The queen asserts dominance behaviorally, too. “The queen doesn’t just lie there—she patrols the area and keeps order in the colony,” says Nicki. A queen shoves the others around, and she walks right on top of them when they pass in the tunnels. These behaviors play an important role in reproductive repression, and help the queen maintain dominance.
The death of a queen typically initiates what Nicki calls a “mole-rat war,” as several females fight—often to the death—for the position. “They shove, push, and bite each other—kind of like rams butting heads,” she says. With incisors sharp and strong enough to gnaw through concrete, puncture wounds are common, prompting studies that have found naked mole-rats don’t feel pain the same way we do. “We monitor the wounds, but we have to let them work it out themselves as they would in their native habitat,” says Nicki.

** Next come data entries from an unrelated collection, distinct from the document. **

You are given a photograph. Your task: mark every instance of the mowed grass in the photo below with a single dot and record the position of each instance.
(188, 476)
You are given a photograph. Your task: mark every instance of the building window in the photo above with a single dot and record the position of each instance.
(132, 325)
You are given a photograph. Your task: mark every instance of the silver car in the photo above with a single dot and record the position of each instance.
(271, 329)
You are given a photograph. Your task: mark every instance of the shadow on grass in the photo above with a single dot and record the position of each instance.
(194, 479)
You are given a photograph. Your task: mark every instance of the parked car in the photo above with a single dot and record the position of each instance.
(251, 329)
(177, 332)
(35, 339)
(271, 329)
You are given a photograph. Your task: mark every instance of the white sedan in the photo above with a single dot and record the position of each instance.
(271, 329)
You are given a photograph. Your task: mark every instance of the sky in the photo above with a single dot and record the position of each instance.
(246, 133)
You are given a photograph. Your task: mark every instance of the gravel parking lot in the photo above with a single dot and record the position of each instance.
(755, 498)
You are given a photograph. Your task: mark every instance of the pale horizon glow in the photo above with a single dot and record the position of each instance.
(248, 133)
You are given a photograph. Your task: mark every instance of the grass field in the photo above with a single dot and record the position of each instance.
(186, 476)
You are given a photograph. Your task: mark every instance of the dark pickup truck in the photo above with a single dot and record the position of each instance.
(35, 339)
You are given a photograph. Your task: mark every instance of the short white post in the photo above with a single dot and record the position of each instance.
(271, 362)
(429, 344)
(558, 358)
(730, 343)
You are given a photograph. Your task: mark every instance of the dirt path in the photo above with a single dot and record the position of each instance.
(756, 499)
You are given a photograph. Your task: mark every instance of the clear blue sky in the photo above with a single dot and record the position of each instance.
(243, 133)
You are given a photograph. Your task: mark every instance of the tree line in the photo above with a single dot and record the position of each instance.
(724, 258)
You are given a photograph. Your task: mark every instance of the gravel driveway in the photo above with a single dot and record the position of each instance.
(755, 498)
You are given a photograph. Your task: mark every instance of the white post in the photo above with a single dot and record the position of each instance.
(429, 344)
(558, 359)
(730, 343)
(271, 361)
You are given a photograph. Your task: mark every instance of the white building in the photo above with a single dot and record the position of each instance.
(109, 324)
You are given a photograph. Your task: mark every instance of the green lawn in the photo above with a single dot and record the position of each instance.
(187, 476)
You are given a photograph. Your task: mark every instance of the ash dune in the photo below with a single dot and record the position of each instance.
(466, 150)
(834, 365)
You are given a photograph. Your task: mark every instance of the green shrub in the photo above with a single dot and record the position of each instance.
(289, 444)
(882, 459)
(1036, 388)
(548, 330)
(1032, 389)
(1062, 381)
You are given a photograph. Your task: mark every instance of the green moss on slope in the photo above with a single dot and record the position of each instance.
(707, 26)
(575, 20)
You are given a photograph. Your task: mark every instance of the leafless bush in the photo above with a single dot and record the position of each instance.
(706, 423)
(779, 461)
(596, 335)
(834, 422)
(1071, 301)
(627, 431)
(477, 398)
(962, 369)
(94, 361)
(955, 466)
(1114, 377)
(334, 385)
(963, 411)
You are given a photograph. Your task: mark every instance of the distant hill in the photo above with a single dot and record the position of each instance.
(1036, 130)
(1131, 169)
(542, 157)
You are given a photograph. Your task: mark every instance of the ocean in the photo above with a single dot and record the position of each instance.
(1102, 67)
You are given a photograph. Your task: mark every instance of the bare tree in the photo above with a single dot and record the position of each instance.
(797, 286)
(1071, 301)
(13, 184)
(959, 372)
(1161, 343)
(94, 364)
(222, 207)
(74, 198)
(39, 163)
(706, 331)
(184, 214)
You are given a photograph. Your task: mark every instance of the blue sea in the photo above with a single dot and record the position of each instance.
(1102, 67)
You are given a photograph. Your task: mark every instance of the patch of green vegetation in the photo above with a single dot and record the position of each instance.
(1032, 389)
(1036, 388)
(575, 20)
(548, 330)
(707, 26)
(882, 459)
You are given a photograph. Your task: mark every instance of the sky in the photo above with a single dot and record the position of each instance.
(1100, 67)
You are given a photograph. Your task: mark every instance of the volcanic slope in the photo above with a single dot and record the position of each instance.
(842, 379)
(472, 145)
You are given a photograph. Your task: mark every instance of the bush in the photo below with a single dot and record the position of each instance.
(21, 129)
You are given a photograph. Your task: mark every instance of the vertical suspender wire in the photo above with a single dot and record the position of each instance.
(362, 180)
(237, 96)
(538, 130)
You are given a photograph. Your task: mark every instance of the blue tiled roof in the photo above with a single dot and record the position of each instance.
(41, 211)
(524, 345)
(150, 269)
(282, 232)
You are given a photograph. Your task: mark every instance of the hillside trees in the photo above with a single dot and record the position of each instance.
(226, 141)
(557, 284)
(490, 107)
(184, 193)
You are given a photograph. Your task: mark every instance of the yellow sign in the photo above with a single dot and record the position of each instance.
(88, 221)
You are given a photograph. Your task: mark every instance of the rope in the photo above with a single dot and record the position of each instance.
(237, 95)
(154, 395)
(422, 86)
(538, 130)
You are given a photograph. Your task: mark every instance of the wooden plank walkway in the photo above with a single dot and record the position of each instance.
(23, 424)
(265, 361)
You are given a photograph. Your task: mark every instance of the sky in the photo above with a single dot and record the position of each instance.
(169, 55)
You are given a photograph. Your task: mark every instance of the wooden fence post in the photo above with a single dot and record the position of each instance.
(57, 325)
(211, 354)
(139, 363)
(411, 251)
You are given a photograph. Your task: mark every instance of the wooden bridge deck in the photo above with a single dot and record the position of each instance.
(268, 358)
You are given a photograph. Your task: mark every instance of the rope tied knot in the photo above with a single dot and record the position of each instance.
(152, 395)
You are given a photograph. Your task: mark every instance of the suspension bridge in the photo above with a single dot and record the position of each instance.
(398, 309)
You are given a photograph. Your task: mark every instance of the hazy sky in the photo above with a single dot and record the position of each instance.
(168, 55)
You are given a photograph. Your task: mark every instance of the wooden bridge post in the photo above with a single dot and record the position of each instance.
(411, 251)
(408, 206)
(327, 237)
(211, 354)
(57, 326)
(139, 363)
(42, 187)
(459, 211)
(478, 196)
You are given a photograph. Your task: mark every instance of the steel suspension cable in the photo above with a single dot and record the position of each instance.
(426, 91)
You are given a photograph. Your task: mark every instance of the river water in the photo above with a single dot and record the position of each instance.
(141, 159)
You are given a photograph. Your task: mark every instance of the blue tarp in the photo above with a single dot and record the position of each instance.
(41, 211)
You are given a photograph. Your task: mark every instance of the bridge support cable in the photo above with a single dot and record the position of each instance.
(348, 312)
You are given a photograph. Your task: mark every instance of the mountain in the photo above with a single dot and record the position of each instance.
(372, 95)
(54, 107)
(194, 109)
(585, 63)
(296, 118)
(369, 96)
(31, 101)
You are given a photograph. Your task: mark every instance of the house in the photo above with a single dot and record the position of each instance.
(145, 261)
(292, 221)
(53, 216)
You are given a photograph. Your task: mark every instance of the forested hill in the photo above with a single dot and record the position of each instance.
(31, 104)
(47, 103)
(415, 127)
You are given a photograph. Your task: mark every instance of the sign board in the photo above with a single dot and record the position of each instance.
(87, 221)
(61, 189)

Over 30 years of caring for and learning about naked mole-rats, Nicki has also seen instances when the next-largest female has stepped into the role of queen with little violence. She’s even seen two queens in a colony. “That was really strange, but maybe the queen’s hormones weren’t strong enough to keep a second female from ovulating,” she postulates.
Once there is a new queen, what happens next is “really unheard of for a mammal,” says Nicki. No matter how old the new queen is, her spine lengthens, and she grows. “Even if she’s 10 or 15 years old—her vertebrae grow, so that she can accommodate large litters.” Then, the new queen starts breeding with reproductive males. Agonistic interactions become rare, and social order is restored. Soon, workers will have a new litter of pups to care for.
At the Zoo, you can find these fascinating rodents in the McKinney Family Spineless Marvels Invertebrate building at Wildlife Explorers Basecamp. Although naked mole-rats are mammals (which, of course, do have internal skeletons, including vertebrae), “we thought it made a lot of sense to make the connection with the leafcutter ants and honeypot ants around the corner, and the bees upstairs,” says Nicki. “They are a fossorial mammal that acts as an insect colony does. It’s a fascinating story of biodiversity.”
Cool Facts about Naked Mole-rats
They’re a lot alike. It’s no surprise that a colony shares a lot of the same DNA. What’s more surprising is that the DNA among different colonies is also quite similar.
They can survive in an extremely low-oxygen environment. In fact, they can go as long as 18 minutes without any oxygen at all.
They can close their mouth behind their teeth when they are gnawing through earth.
They rarely get cancer.
For a tiny rodent, they live a longtime—up to 30 years. A mouse the same size might live two or three years.
They eat their food twice (or more). They get more nutrients out of their food by eating their poop. They share poop, too, which also contains symbiotic bacteria that benefit digestion.